Bon, on ne peut pas m'empêcher d'essayer de te rassurer (et rassurer maman au loin par la même occasion...)

Comme tu le dis si bien: n'importe quoi!... :-)

Blue a dit…

Évite les raccourcis, Tania, je n'arrête pas de tomber sur des articles sur la violence chez les jeunes Anglais (le Time magazine, notamment). Tu ne connais pas ses intentions mais ce n'est quand même pas un comportement normal, même pour un enfant "amoureux" (il guetterait ton passage mais ne te suivrait pas de la sorte il me semble). Et si c'est pour faire l'ange gardien, ça veut dire que le coin est dangereux, non? Que pourrait-il vraiment faire pour te protéger en cas d'attaque de toute façon?

J'ai adoré ma vie à Londres mais je ne me suis jamais sentie en sécurité le soir, seule, et même dans le métro j'ai croisé des regards qui transpirent une grande violence chez des adolescents. J'en ai encore froid dans le dos et j'étais accompagnée!

Beo a dit…

Je suis du même avis que Blue... sans vouloir alimenter ta parano: l'été dernier, une jeune étudiante suisse a été poignardée dans un champs qui était un raccourci bien connu et utilisé par plein de gens.

Ils ont trouvé le coupable mais à quoi bon risquer ta vie.

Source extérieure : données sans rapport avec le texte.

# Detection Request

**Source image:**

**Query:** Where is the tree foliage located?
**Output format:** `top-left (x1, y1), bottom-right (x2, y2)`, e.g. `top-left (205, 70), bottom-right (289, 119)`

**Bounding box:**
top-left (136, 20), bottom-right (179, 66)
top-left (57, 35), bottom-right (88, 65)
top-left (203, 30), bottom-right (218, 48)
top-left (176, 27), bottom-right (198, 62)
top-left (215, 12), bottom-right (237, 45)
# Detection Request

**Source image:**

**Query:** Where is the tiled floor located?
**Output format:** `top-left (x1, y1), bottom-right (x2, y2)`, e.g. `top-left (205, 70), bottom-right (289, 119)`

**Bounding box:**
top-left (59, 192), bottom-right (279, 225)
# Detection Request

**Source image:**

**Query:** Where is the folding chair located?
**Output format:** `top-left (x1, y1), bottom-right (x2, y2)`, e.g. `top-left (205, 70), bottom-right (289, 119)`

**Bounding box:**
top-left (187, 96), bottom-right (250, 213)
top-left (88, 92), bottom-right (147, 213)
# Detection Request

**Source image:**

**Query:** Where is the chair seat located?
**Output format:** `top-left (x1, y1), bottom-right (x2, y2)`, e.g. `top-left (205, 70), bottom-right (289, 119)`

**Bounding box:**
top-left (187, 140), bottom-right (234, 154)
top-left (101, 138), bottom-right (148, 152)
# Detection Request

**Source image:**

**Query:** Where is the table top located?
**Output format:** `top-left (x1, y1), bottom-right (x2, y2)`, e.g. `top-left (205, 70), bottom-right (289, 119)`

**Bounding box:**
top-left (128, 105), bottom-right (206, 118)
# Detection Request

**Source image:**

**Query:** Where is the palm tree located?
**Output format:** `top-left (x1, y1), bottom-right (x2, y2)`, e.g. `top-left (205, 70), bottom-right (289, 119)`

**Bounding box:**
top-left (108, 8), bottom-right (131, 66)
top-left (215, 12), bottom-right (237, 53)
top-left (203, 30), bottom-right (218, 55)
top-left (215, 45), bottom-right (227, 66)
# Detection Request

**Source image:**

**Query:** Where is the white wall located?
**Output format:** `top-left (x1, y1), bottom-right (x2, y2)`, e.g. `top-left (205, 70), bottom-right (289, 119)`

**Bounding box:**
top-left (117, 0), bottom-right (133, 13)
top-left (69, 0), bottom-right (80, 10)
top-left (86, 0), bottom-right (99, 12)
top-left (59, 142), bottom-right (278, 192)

Tu devrais varier tes trajets sauf le matin où Guillaume t'accompagne, ça tromperait l'ennemi ;)

Tania a dit…

Bon... évidemment, je dois vous le dire, j'ai fait exprès de vous raconter ma matinée de la manière la plus angoissante possible. En vous gardant l'âge du gamin pour la fin, pour vous laisser le doute. Petite tactique "suspense". Je me doutais que ça inquiéterait ma maman, ce qui n'est pas très gentil... Mais je vois que mon procédé a très bien marché, et la tout le monde me dit de ne plus prendre le raccourci...*hahaha* Bon je dois avouer que je suis plutôt d'accord, c'est pas l'endroit idéal où être, quoique je pense tout de même que à 8h du mat, les petits délinquants sont plutôt entrain de se remettre de leur nuit mouvementée (plutôt que de se planquer dans une ruelle en espérant vider les poches d'une passante!)

Tout de même...merci pour les avertissements de crimes macabres (hahhaah), j'en suis bien consciente, et d'ailleurs j'ai arrêté de lire les journaux gratuits (Metro, Lite...) pour ça. Trop sanglants, à 8h le matin. Ça me dégoûte pour la journée entière.

Bon, je vais essayé de l'emprunter moins souvent... de manière irrégulière ;o) Si ça peut vous (me!) rassurer... Mais tout de même... faut contrôler ma parano, il n'y a probablement rien d'alarmant dans toute cette histoire... (oui oui j'insiste! Tout comme, il y a à peine quelques années, je regardais encore dans mon garde-robe avant d'aller dormir, ou j'évite encore les fenêtres du premier étage en pleine nuit, tellement j'ai peur d'y voir un visage, oui oui, faut vous le dire, je suis une parano totalement irrationnelle!)